You will also need a cover image, as above.

For print, you will need a typeset print-ready PDF file and a properly constructed print-ready cover PDF file. Your interior can be as pretty or as plain as you care to have it.

As to getting the files onto Smashwords and/or Amazon, you can do that, following all the directions, or you can let your book shepherd/formatting vendor (if you have one) do it.
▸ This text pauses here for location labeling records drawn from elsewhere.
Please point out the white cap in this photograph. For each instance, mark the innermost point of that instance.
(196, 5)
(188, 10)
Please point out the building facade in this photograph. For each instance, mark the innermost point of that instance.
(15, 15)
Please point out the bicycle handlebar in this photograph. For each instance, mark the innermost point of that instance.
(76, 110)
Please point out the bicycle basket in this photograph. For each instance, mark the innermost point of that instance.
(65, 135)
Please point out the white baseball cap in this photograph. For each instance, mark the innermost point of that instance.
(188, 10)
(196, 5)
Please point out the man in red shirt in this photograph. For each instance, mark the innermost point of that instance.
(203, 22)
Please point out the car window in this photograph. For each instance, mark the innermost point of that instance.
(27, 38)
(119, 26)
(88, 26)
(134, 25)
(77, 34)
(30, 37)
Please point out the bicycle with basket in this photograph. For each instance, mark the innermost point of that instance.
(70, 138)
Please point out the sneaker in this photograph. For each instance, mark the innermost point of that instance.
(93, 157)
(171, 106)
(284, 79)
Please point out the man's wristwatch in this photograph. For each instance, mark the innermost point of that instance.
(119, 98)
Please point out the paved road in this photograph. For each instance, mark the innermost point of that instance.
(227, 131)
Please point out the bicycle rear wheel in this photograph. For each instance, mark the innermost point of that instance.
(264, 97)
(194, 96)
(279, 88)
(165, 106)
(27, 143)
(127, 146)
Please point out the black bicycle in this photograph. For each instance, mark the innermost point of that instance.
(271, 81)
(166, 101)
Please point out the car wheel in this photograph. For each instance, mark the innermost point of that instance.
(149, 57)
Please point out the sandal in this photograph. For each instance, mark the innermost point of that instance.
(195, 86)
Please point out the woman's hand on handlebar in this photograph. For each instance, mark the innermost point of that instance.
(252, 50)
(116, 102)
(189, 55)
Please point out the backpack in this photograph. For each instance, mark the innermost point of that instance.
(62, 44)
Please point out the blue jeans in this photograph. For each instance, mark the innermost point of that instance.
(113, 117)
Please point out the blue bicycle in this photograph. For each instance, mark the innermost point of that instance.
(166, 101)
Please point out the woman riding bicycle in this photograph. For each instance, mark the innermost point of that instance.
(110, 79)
You may or may not want an ISBN, depending on whether you go with Amazon’s “expanded distribution” program or not. If you do want bookstores and libraries to be able to order your book from a catalog, you will need one assigned by Amazon. Amazon will show up as your publisher there, as well.

Audiobooks:

I know nothing about this. My books are doorstoppers, I don’t have the money to pay good voices, and I sound like a 12-year-old redneck who ate a dictionary, so I can’t do it myself.

ISBNs

If you plan to publish more than one book in more than one format, I suggest getting an account with Bowker and purchasing a block of 10. It’s expensive and I’ve always been pissy about it, especially since other countries give them away for free. But yay capitalism. By using your own ISBN, you can be shown as the publisher. I believe Amazon now has the option of expanded distribution for those who have their own ISBNs, but I haven’t checked. I have an alternate method because I was forced to start out as a publishing company.

Last …

MARKETING

Yeah, about that …[8]


[1] What I want is to sit on my ass in a lovely home I don’t have to clean so I can spend my time writing or reading and codding around on the internet, not having to worry about money. I want to travel well and when I am doing none of the above, I want to play golf (yes really). But no self-respecting libertarian likes to admit they just want to be aimless with no money worries.

Cods & Cuntes

Cods & Cuntes

[2] You know that point in a job you hate when you’re calling in all the time because you hate it but you haven’t yet figured out that you should probably just quit? But you don’t? Because you’re kind of afraid to because you don’t have another gig lined up yet? No? Just me?

[3] You will not be able to get yourself into a bookstore, Walmart, Costco, Sam’s Club, Target, grocery stores, truck stops, or airports. You might be able to get yourself into libraries. Fortunately, that may not make much difference.

[4] Please do not ask me how to do this. If I knew how, I would be sitting on my ass in a nice house I don’t have to clean heckling you lot before hitting the links.

[5] At the moment, I’m struggling with the pivotal scene in Cods & Cuntes when the heroine gets out of the friendzone. I have two different scenes written, they’re both good, and I can’t choose between them. That’ll be up to Mr. Mojeaux.

[6] I wasn’t too embarrassed until a friend said, “I am amused by your creative use of verbs.” I dun fucked up.

[7] My next post will be more how-to.

[8] I’ve resolved to market the hell out of Cods & Cuntes. It’s a popular trope in a popular time period in a popular area of the world. It’s an easy read with little philosophizing and a simple conflict and, if I may say so myself, it is a rockin’ good time.


A note: This process is very simple to me. No matter how disoriented a potential client is, I can always figure out what they need and guide them in the simplest language possible. This may not be enough information for you and it may be I structured the post awkwardly, but I’m at 2,200 words. If there are many questions in the comments, I’ll do a followup QA post.